And yet… as Henry Foster argues in the book, the lowest caste, the Epsilons, are nevertheless happy as they can be. They’ve never known any other life, nor do they want to, nor can they even conceive of being an Alpha/Beta/Gamma/Delta – they’ve been taught from birth that they’re glad they’re not of another caste, and happy to be Epsilons. The same is true for every single caste. Still, it would is very easy to argue against the morality of that, as this mentality is just the result of pure propaganda. The key point is that the quality of life is markedly different between the castes: Alphas and Betas enjoy going to the “feelies” and playing obstacle golf, while Gammas and Deltas are specifically taught to hate the wilderness so that they want to spend more time slaving away in factories.
But for the most part, the people in the world, the subjects of the story, are no more good or evil than us. The reason I bring up Foster’s argument is that, in the same way that a Delta would be horrified to live the life of an Alpha, and vice versa, so do we, the readers, feel the same about our counterparts, the subjects of the novel, as they do about us. Our world, to them, is a dystopian past. “Mother” is practically a swearword, and the concept of having time to be alone and think is practically reviled. This raises an interesting point about subjectivity, and cultural hegemony. Just because something “is”, does not mean that is how it “should be” – neither in our current world nor in Huxley’s future.

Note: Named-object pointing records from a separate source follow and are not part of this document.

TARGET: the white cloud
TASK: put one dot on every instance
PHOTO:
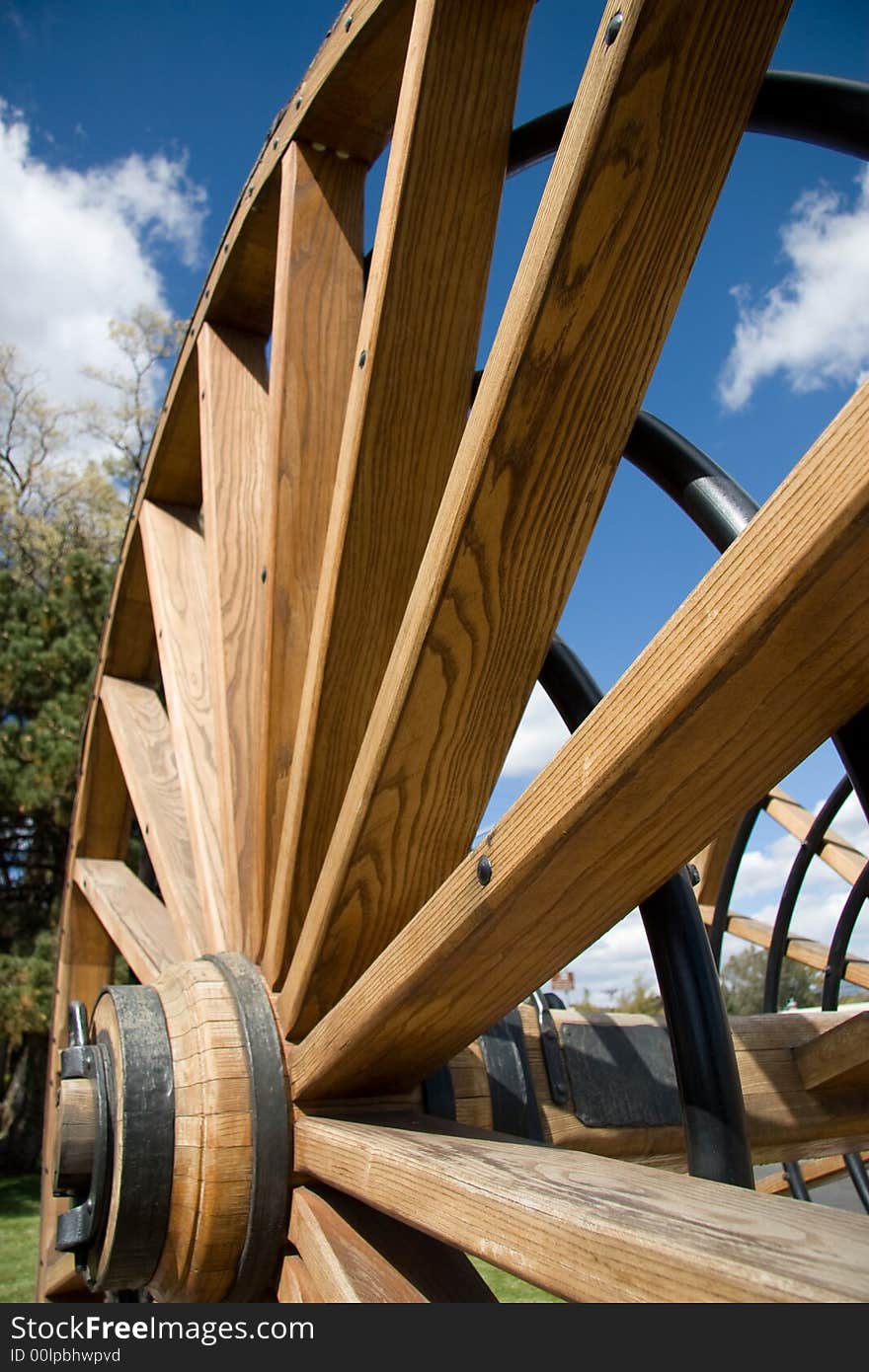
(77, 249)
(538, 737)
(815, 324)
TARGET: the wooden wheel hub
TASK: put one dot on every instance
(173, 1136)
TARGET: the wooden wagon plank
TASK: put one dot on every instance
(143, 742)
(137, 924)
(577, 345)
(316, 320)
(592, 1228)
(295, 1286)
(784, 1117)
(176, 564)
(839, 1059)
(234, 428)
(408, 404)
(356, 1255)
(769, 645)
(834, 851)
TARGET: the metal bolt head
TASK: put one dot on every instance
(612, 28)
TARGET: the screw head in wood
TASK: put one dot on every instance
(612, 28)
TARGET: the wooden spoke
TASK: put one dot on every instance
(295, 1286)
(356, 1255)
(806, 951)
(408, 402)
(713, 861)
(232, 421)
(535, 461)
(770, 641)
(140, 734)
(175, 556)
(839, 1059)
(592, 1228)
(334, 597)
(834, 851)
(137, 924)
(317, 308)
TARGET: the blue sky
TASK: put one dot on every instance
(129, 129)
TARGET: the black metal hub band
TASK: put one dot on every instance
(270, 1199)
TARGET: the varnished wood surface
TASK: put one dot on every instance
(139, 925)
(592, 1228)
(234, 436)
(213, 1140)
(407, 408)
(784, 1118)
(295, 1286)
(140, 734)
(806, 951)
(822, 1169)
(356, 1255)
(834, 851)
(837, 1059)
(600, 278)
(316, 320)
(176, 566)
(771, 641)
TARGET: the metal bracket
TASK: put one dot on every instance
(551, 1048)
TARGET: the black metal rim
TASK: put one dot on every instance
(270, 1202)
(148, 1139)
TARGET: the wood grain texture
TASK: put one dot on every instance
(834, 851)
(837, 1059)
(295, 1286)
(347, 101)
(785, 1119)
(806, 951)
(769, 643)
(407, 407)
(592, 1228)
(713, 861)
(316, 320)
(213, 1149)
(356, 1255)
(176, 566)
(574, 352)
(234, 428)
(143, 742)
(137, 924)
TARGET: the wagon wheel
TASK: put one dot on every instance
(334, 598)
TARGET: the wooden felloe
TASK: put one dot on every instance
(342, 575)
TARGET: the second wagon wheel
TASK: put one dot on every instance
(335, 595)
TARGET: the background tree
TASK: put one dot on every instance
(146, 342)
(62, 519)
(743, 975)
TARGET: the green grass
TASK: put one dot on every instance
(20, 1225)
(20, 1228)
(510, 1288)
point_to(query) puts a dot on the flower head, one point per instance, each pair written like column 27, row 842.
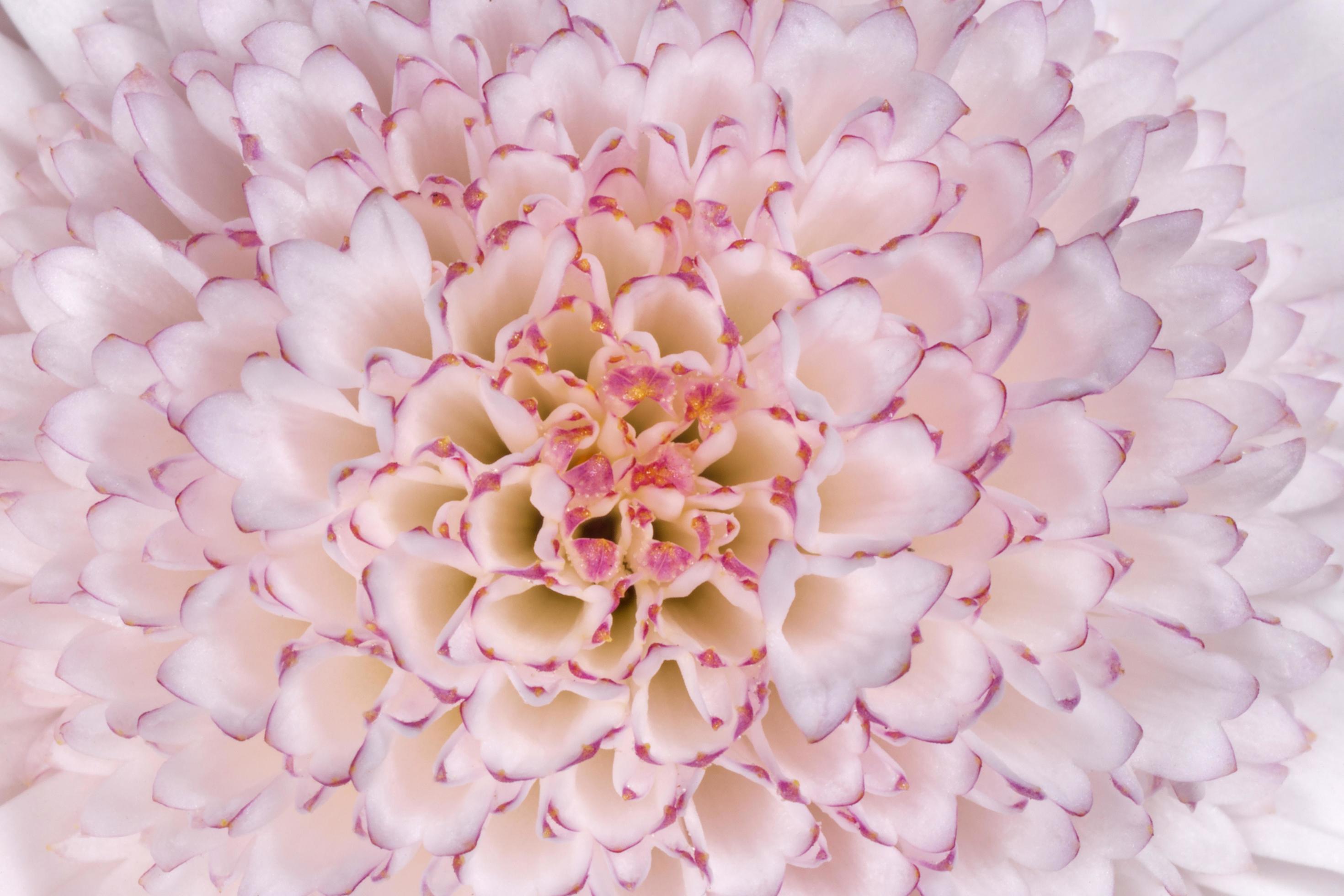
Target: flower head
column 714, row 447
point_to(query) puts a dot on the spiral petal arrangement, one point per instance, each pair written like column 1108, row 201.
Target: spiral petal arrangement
column 734, row 448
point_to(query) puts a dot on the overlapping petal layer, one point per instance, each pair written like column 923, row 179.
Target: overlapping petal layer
column 514, row 447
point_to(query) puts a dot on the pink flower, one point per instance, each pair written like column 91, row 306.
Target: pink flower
column 733, row 448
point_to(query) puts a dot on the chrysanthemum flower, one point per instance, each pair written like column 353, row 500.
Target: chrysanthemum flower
column 519, row 448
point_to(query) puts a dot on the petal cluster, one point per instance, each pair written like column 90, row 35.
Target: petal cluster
column 492, row 448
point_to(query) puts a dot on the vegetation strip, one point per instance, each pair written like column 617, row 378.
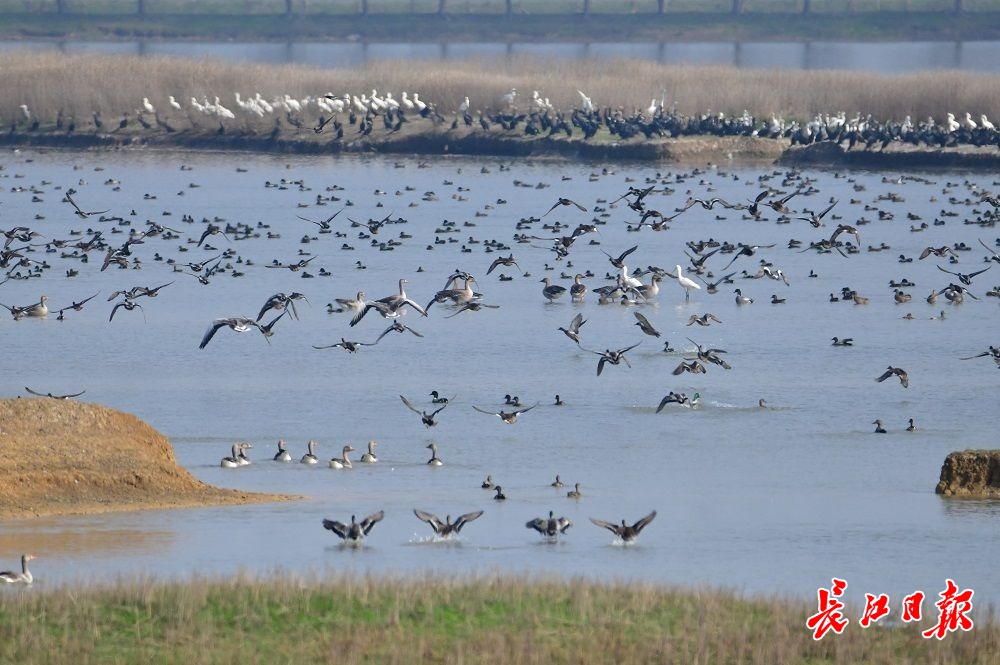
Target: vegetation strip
column 490, row 619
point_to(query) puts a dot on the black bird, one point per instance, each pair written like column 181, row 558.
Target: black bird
column 573, row 332
column 965, row 278
column 426, row 418
column 82, row 214
column 645, row 326
column 446, row 528
column 619, row 261
column 551, row 527
column 612, row 357
column 904, row 378
column 565, row 202
column 625, row 532
column 54, row 396
column 350, row 347
column 355, row 531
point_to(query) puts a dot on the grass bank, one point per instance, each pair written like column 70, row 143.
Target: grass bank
column 347, row 620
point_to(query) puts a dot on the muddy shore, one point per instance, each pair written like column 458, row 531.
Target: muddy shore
column 685, row 150
column 66, row 457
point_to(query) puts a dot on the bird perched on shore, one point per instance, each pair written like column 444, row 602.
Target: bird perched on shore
column 355, row 531
column 624, row 531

(That is, with the exception of the caste system, which I absolutely do not endorse.) But the way the caste system is enforced – prenatally, by treating specific embryos differently – is not necessarily evil. It’s not cruel and causes no pain. It just better prepares the humans to survive and live in a system which, arguably, is evil. This, for me, demonstrates the most crucial point about scientific advances – that science, like energy, knowledge, or power, depends entirely on how you use it.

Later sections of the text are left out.